I think this is ultimately the game’s greatest misstep, that violence is only promised when the game is half over, and the violence is never directed at the player. If you attempt to leave the room during the process, The Clickold simply says “if you go out that door, don’t bother coming back”. Confirm, and the game closes. If The Clickold is willing to die for this thrill, wouldn’t he also be willing to kill for it? Perhaps an outwardly violent “antagonist” isn’t what Strange Scaffold had in mind, and that’s fair, but The Clickold isn’t even all that forceful in his instructions. If he instructs you to stand in a specific spot, the game will not allow you to continue clicking until you do so. If you stand still, he simply repeats the instruction. Eventually control instructions will fade in to the bottom-left of the screen. It isn’t that Clickolding won’t allow you to disobey, it’s that disobeying doesn’t ratchet up the discomfort. The Clickold will never threaten you directly, “punish” you for not following instructions, or make you feel as though there are consequences to not listening. The game simply will not continue.
There are two main thematic sides to Clickolding, one is a theme of aging, of being too late in life to alter its course and the thrill of living vicariously through someone else, of deriving a sort of sick, jealousy-laden thrill of seeing someone do what you once could. The other is a metacommentary on skinner-box game design. The real thrill is right before you succeed, watching the number edge ever closer to the desired one before it turns over and gives you the next reward.
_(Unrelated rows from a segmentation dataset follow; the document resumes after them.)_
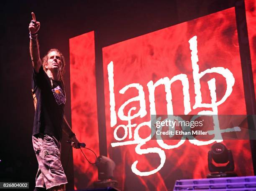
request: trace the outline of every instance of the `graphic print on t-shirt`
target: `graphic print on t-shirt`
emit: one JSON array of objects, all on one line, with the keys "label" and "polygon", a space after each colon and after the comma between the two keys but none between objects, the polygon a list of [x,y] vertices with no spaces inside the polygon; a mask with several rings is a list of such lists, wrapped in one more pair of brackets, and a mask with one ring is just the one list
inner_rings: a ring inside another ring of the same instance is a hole
[{"label": "graphic print on t-shirt", "polygon": [[66,103],[66,97],[59,85],[52,89],[51,91],[52,91],[54,94],[55,100],[58,105],[61,105],[62,103],[65,104]]}]

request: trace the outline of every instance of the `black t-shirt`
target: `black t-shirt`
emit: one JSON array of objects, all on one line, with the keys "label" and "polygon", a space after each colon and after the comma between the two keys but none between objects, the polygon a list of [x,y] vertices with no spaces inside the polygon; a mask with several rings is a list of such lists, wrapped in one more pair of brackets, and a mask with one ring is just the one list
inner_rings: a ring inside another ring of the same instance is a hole
[{"label": "black t-shirt", "polygon": [[63,83],[51,80],[41,66],[38,73],[33,69],[32,93],[35,107],[33,135],[42,133],[60,141],[66,102]]}]

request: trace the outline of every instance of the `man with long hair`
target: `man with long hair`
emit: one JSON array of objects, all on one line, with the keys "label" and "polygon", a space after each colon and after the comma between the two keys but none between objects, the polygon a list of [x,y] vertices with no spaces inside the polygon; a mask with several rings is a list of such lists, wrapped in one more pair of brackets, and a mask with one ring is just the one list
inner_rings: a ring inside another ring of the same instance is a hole
[{"label": "man with long hair", "polygon": [[67,181],[60,161],[62,130],[73,142],[73,147],[79,147],[64,115],[65,59],[59,50],[51,49],[41,60],[37,38],[40,23],[36,21],[34,13],[31,14],[32,20],[28,29],[35,109],[32,142],[38,163],[34,190],[65,190]]}]

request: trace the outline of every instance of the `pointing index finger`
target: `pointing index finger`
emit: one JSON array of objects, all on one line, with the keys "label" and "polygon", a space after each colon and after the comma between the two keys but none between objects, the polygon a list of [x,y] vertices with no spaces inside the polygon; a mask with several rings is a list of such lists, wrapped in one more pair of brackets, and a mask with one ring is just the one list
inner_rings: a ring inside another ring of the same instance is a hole
[{"label": "pointing index finger", "polygon": [[35,13],[32,12],[31,14],[32,15],[32,20],[34,20],[35,21],[36,21],[36,15],[35,15]]}]

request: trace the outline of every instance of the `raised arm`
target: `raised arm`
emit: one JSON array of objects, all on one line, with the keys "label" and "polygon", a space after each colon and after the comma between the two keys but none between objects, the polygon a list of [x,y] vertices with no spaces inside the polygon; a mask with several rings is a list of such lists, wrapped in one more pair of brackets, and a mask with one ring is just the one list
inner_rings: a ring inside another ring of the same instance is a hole
[{"label": "raised arm", "polygon": [[79,143],[79,141],[77,138],[76,134],[74,133],[72,131],[71,127],[70,127],[69,123],[67,122],[65,116],[64,116],[64,124],[63,124],[62,129],[63,131],[69,136],[71,141],[74,143],[72,143],[72,146],[76,148],[80,148],[78,144]]},{"label": "raised arm", "polygon": [[29,23],[28,26],[30,38],[29,50],[30,50],[30,56],[32,61],[33,67],[35,68],[36,71],[38,73],[40,67],[42,65],[37,33],[40,28],[40,23],[36,21],[35,14],[33,12],[31,14],[32,20]]}]

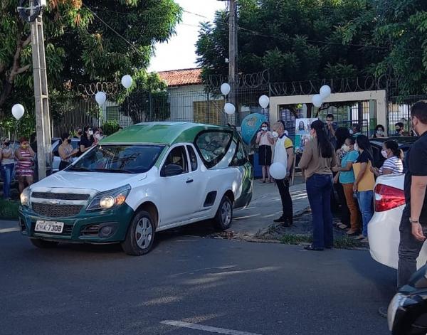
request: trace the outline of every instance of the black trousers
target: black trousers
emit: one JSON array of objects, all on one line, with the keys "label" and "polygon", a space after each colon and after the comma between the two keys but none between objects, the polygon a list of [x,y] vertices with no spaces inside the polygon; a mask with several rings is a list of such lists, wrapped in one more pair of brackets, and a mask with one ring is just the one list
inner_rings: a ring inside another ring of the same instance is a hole
[{"label": "black trousers", "polygon": [[280,179],[275,181],[282,199],[282,207],[283,209],[283,217],[292,221],[293,218],[293,205],[292,198],[289,193],[289,179]]}]

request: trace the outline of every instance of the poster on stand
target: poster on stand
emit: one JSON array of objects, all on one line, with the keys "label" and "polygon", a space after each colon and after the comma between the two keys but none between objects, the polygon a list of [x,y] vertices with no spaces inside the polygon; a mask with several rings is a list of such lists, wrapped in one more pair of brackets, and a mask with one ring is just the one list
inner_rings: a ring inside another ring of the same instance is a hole
[{"label": "poster on stand", "polygon": [[317,117],[295,119],[295,142],[294,146],[296,152],[302,152],[304,151],[305,144],[311,138],[310,134],[311,124],[317,119],[319,119]]}]

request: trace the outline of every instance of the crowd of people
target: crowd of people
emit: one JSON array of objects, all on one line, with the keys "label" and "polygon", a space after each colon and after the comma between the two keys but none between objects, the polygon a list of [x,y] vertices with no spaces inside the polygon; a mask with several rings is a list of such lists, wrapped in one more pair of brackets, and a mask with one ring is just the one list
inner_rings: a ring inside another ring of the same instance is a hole
[{"label": "crowd of people", "polygon": [[[90,149],[104,137],[101,127],[93,129],[85,127],[82,131],[78,128],[74,138],[78,139],[78,146],[74,149],[71,144],[72,135],[64,133],[60,137],[60,144],[58,147],[58,155],[60,158],[59,170],[65,169],[74,159]],[[37,145],[36,136],[31,137],[30,142],[27,137],[19,139],[19,146],[16,148],[9,138],[0,141],[0,172],[3,181],[3,198],[11,199],[11,185],[16,179],[19,192],[26,186],[34,182],[36,170]]]},{"label": "crowd of people", "polygon": [[[402,136],[403,124],[396,124],[396,133]],[[385,174],[404,172],[404,154],[393,139],[384,142],[381,155],[384,163],[376,167],[369,138],[363,134],[359,124],[351,129],[338,127],[334,115],[328,114],[325,122],[317,120],[310,125],[310,139],[306,143],[298,167],[302,171],[313,218],[313,243],[306,247],[322,250],[333,245],[331,199],[336,191],[341,201],[341,222],[337,227],[349,236],[368,242],[368,223],[374,214],[375,179]],[[294,160],[293,143],[285,134],[284,122],[279,122],[269,129],[263,122],[257,134],[259,146],[258,164],[262,166],[261,183],[275,182],[282,199],[283,214],[275,220],[284,226],[292,224],[292,198],[289,181]],[[385,128],[378,124],[373,138],[386,137]],[[286,177],[273,180],[270,166],[280,162],[287,168]]]}]

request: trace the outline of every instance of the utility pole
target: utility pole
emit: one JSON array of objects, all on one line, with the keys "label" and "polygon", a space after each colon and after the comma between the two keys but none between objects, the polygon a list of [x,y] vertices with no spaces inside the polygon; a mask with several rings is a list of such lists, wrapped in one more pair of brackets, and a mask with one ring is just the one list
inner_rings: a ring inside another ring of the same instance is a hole
[{"label": "utility pole", "polygon": [[228,21],[228,83],[230,94],[228,102],[236,107],[236,125],[240,124],[240,115],[237,95],[237,4],[236,0],[229,0],[230,18]]},{"label": "utility pole", "polygon": [[30,0],[30,6],[25,8],[22,6],[25,0],[20,1],[18,11],[31,26],[37,163],[38,179],[42,179],[46,176],[46,162],[50,166],[52,162],[51,116],[42,18],[43,9],[46,6],[46,0]]}]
The last few empty pixels in an experience bar.
For my money, the most powerful moment in Clickolding is fairly early on, where you reach nine-hundred and ninety-nine and The Clickold screams at you to stop. He holds out a shaking hand. He wants to savor this moment. You stare at each other in silence until he slowly falls back into his chair and tells you to keep going. It’s the first and last time the game truly surprised me – it made me wonder what would happen if I tried to click anyway, denied him his waiting, or stopped even when he said to continue. The answer is, it doesn’t let you, and he keeps repeating his instructions, respectively. I think Strange Scaffold really had an opportunity here to double down on the discomfort, to tap into something much darker that really fleshes out the thematic framing. Instead, Clickolding comes off kind of limp, an interesting proof-of-concept rather than the grand-slam the studio is normally known for.